Ultraviolet Radiations
Ultraviolet radiations (UV) B radiations are absorbed by the cornea. Stemming from this, there is evidence that UV B radiations play a pivotal role in the pathogenesis of pterygium. Upregulation of oxidative stress contributes to the development of pterygium. Exposure to UV B radiations results in production of reactive oxygen species which damage the corneal and conjunctival tissues at multiple sites. High oxidative stress within the pterygium tissue is indicated by an increased concentration of malondialdehyde and nitric oxide along with lower levels of superoxide dismutase enzyme which is an antioxidant. The radiations act on epidermal growth factor (EGF) receptors and cause subsequent extracellular signal regulated activation of mitogen activated protein kinase pathways. The downstream elements of this pathway involve the nuclear factor kB (NF-kB) and other targets, the expression of which is seen in response to inflammatory cytokines like tumor necrosis factor alpha (TNF-α). Recent evidence shows that exposure to UVA radiation may also similarly upregulate urokinase plasminogen activator (uPA) which subsequently increase the activity of phosphorylated extracellular signal-regulated kinases (ERKs) and c-Jun amino-terminal protein kinase (JNK) in cultured pterygeal fibroblasts. These fibroblasts are more sensitive to UVA induced uPA activation when compared to normal fibroblasts. Pterygium epithelium show high immunopositivity for cyclic AMP response element-binding protein (CREB), which is an upstream element for many factors involved in the pathogenesis of pterygium. The activation of protein kinases induces upregulation of matrix metalloproteinases (MMP 1): collagenase, gelatinase (MMP 2 and MMP 9) as well as others like MMP 3 and 10 within pterygium epithelial cells. Matrix metalloproteinases allow the pterygium epithelial cells to invade the corneal epithelium through dissolution of Bowman's membrane. There is down-regulation of tissue inhibitor of metalloproteinases (TIMP) which further increases pterygeal ability for cellular invasion and migration.

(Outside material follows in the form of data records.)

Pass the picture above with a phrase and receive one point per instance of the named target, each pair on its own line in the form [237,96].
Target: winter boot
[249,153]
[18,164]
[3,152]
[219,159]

Chronic UV exposure causes up-regulation of growth factors like IL-4, IL-6 and heparin-binding epidermal growth factor (HB- EGF), causing dysplasia of limbal epithelial cells into pterygium epithelial cells. An increased concentration of these mediators in conjunction with declining urokinase plasminogen activator (uPA) levels act to intensify the inflammatory cascade. An enhanced expression of the matricellular protein SPARC (secreted protein acidic and rich in cysteine also known as osteonectin or BM-40), and other extracellular matrix proteins is seen within the stroma of pterygium along with colocalization of, and MMP-3. An increased expressivity has been observed for collagen I, fibronectin, alpha-smooth muscle actin (α-SMA), cyclin D1, Ki-67, vimentin, survivin, p63, and MMPs within the pterygium body; however the exact role of these mediators in the final pathogenesis of pterygium is still investigational.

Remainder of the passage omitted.